The recent paper, published in the Journal of Geophysical Research, shows a dramatic 98 percent drop in air pollution from motor vehicles since the 1960s, despite a threefold increase in the use of gasoline and diesel fuel over the same period. The chemicals tracked by the researchers, called volatile organic compounds (VOCs), are primarily emitted from the tailpipes of vehicles, and "are a key ingredient in the formation of ground-level ozone," writes the National Oceanic and Atmospheric Administration.
"The magnitude of the drop in VOC levels was surprising, even to researchers who expected some kind of decrease resulting from California's longtime efforts to control vehicle pollution."
"Even on the most polluted day during a research mission in 2010, we measured half the VOCs we had seen just eight years earlier," said Carsten Warneke, Ph.D., a NOAA-funded scientist with the Cooperative Institute for Research in Environmental Sciences (CIRES) at the University of Colorado Boulder. "The difference was amazing."
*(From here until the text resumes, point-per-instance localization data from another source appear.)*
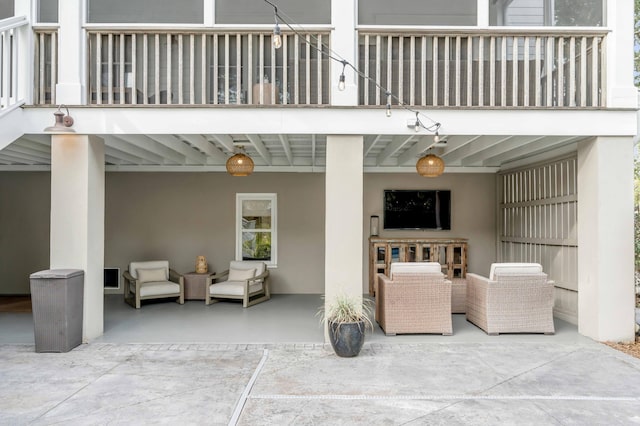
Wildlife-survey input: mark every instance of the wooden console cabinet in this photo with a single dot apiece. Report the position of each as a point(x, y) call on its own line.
point(451, 253)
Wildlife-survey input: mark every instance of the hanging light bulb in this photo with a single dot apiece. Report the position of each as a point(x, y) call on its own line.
point(277, 37)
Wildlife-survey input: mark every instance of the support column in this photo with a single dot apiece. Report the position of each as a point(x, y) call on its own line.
point(606, 300)
point(343, 218)
point(71, 53)
point(344, 39)
point(77, 219)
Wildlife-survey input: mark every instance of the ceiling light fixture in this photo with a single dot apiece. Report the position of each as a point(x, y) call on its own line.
point(240, 164)
point(63, 122)
point(430, 166)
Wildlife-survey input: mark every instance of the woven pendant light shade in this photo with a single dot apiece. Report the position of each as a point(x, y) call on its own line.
point(240, 165)
point(430, 166)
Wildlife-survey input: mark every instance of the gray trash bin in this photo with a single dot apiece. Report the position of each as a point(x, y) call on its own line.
point(57, 299)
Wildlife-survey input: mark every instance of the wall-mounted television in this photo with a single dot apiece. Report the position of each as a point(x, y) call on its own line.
point(417, 209)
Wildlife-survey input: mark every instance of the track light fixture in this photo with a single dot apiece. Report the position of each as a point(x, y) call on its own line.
point(63, 122)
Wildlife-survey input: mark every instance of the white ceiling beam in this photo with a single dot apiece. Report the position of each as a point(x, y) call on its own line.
point(180, 147)
point(529, 150)
point(148, 144)
point(515, 142)
point(116, 153)
point(21, 148)
point(483, 142)
point(369, 142)
point(260, 147)
point(12, 158)
point(287, 148)
point(131, 149)
point(394, 146)
point(212, 152)
point(411, 155)
point(225, 140)
point(36, 146)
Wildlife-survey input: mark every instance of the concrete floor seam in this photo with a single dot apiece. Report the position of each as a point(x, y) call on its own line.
point(449, 397)
point(245, 393)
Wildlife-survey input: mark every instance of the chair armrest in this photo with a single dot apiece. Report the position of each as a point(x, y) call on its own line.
point(174, 276)
point(127, 276)
point(260, 277)
point(217, 276)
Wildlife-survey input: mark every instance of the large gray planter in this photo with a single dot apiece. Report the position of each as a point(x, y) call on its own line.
point(347, 338)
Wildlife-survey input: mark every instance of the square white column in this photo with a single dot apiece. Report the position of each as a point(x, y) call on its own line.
point(77, 219)
point(343, 218)
point(606, 293)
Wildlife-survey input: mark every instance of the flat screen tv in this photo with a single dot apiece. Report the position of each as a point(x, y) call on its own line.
point(417, 209)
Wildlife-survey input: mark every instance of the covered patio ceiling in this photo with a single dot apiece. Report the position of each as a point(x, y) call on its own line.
point(293, 153)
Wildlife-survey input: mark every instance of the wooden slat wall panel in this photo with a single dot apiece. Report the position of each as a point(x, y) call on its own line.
point(538, 223)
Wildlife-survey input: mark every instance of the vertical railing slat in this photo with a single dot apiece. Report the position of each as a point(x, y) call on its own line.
point(549, 70)
point(400, 89)
point(572, 72)
point(435, 70)
point(121, 82)
point(98, 68)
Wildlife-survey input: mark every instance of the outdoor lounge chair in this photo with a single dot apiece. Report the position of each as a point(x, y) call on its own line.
point(244, 280)
point(152, 280)
point(415, 298)
point(516, 298)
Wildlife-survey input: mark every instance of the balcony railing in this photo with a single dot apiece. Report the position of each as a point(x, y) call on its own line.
point(546, 69)
point(504, 69)
point(206, 68)
point(12, 81)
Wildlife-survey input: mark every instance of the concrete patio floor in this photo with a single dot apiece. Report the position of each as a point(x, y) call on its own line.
point(468, 378)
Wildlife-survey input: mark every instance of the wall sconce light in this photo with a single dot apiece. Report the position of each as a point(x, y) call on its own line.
point(240, 164)
point(63, 122)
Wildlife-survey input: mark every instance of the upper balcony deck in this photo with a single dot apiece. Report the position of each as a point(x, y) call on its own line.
point(469, 68)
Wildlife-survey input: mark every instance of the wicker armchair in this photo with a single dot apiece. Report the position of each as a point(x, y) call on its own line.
point(516, 298)
point(152, 280)
point(416, 298)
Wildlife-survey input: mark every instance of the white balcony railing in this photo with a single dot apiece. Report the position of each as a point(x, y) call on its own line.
point(13, 83)
point(477, 69)
point(206, 68)
point(504, 68)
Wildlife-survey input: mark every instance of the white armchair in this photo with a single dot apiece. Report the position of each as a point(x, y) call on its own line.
point(516, 298)
point(244, 280)
point(152, 280)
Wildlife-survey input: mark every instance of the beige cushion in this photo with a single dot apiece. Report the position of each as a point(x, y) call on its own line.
point(414, 268)
point(232, 288)
point(148, 264)
point(151, 275)
point(258, 265)
point(513, 268)
point(241, 274)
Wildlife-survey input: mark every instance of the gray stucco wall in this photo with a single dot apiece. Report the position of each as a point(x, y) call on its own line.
point(178, 216)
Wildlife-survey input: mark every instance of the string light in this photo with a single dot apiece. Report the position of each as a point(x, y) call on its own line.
point(277, 34)
point(341, 83)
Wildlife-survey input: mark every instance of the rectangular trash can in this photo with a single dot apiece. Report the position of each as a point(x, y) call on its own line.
point(57, 301)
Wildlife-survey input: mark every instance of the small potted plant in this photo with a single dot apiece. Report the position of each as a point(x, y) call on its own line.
point(347, 319)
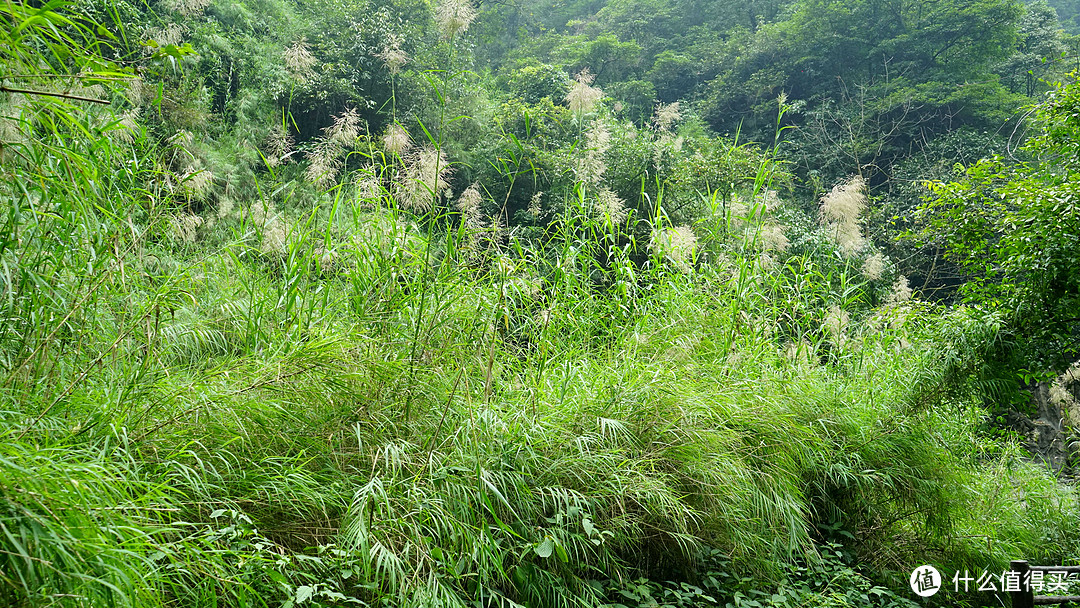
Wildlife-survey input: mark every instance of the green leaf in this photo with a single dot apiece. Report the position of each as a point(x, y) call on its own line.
point(544, 549)
point(304, 593)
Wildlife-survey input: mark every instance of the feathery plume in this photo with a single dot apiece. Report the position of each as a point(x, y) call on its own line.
point(455, 16)
point(590, 164)
point(901, 292)
point(773, 238)
point(426, 178)
point(278, 145)
point(187, 8)
point(678, 245)
point(299, 63)
point(610, 206)
point(582, 97)
point(392, 55)
point(396, 140)
point(346, 129)
point(840, 210)
point(874, 267)
point(665, 116)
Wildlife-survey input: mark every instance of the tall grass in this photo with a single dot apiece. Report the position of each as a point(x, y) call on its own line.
point(335, 404)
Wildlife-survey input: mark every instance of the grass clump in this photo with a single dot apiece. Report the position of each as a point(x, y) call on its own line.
point(372, 401)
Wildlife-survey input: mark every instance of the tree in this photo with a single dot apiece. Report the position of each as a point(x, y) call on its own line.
point(1014, 229)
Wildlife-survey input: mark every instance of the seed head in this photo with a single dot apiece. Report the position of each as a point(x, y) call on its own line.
point(299, 63)
point(455, 16)
point(396, 140)
point(582, 97)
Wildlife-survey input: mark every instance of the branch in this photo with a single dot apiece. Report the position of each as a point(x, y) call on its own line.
point(51, 94)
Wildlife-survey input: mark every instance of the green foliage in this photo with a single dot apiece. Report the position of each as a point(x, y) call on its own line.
point(1010, 226)
point(259, 350)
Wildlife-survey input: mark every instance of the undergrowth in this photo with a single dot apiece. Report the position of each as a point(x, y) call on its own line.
point(349, 401)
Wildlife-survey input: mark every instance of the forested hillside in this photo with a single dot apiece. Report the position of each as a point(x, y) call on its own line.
point(606, 304)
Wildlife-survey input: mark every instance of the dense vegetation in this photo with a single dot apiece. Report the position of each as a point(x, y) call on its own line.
point(635, 302)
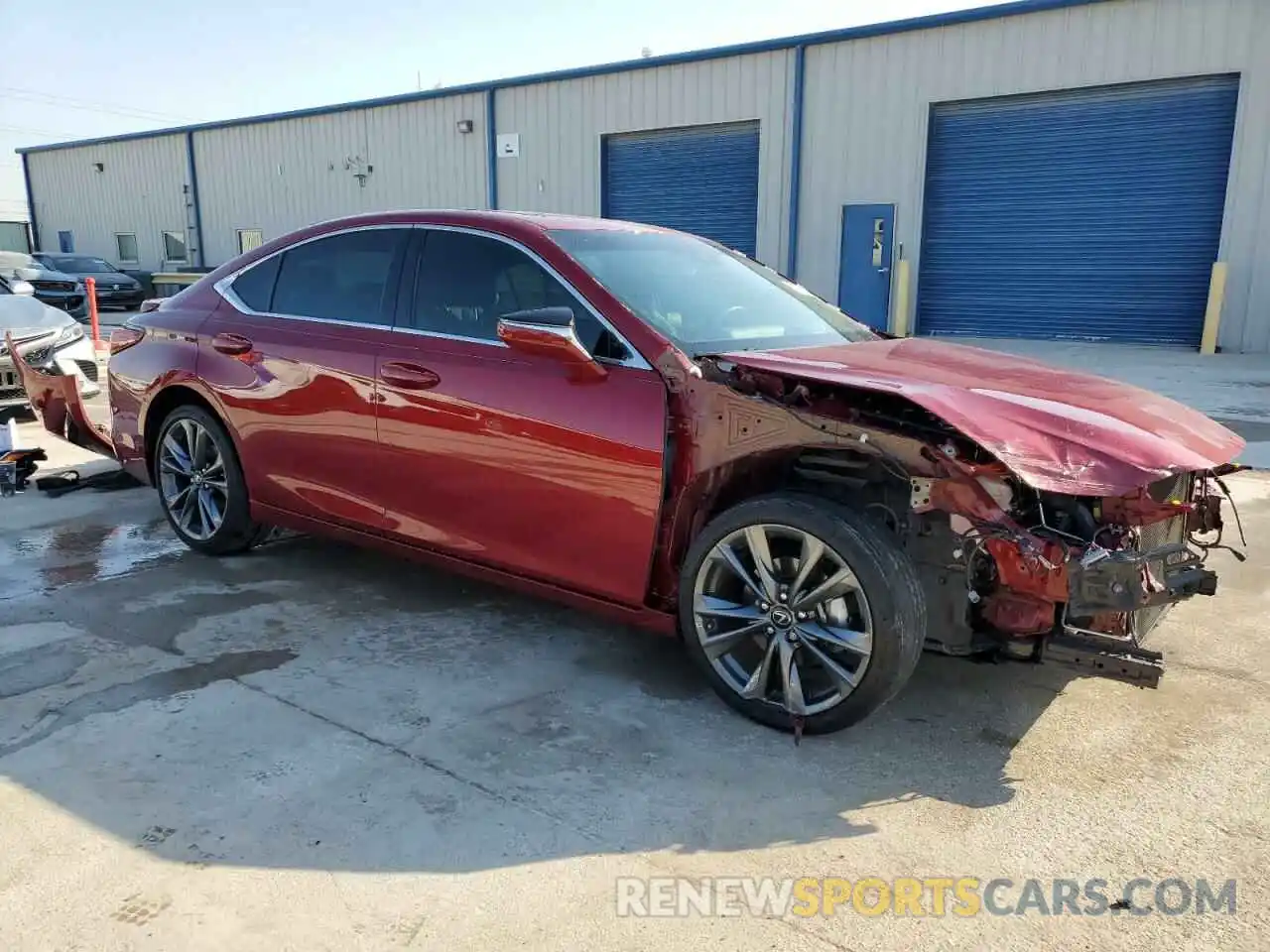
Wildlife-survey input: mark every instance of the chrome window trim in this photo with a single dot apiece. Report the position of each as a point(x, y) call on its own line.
point(635, 361)
point(223, 287)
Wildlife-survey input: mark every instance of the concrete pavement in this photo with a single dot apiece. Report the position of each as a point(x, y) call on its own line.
point(318, 748)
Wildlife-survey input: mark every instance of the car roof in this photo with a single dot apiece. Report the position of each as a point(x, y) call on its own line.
point(500, 221)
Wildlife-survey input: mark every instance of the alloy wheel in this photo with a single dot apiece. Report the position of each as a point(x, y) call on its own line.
point(191, 479)
point(783, 619)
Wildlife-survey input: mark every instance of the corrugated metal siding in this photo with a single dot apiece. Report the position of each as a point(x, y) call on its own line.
point(1091, 214)
point(284, 176)
point(701, 179)
point(867, 105)
point(140, 189)
point(562, 125)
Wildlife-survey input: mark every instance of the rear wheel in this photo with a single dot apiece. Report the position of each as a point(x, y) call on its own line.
point(802, 611)
point(200, 484)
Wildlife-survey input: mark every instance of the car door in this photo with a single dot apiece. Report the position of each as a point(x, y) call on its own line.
point(507, 458)
point(291, 356)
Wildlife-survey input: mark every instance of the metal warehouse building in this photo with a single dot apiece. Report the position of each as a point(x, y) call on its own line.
point(1044, 169)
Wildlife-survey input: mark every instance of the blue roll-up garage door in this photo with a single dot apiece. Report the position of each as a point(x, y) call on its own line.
point(701, 179)
point(1089, 214)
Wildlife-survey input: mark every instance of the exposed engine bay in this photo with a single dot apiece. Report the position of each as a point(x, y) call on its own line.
point(1021, 571)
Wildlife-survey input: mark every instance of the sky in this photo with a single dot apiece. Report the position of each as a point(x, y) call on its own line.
point(81, 68)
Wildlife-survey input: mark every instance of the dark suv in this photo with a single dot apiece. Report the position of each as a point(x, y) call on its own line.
point(113, 287)
point(58, 290)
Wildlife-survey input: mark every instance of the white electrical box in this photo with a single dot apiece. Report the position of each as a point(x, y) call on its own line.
point(508, 145)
Despite the improvements in vehicle emissions, attributed to "requirements for catalytic converters, use of reformulated fuels less prone to evaporate, and improved engine efficiency of new vehicles," overall ozone levels in L.A. have not fallen as steeply. "Ozone pollution in the Los Angeles Basin has decreased since the 1960s, but levels still don't meet ozone standards set by the Environmental Protection Agency."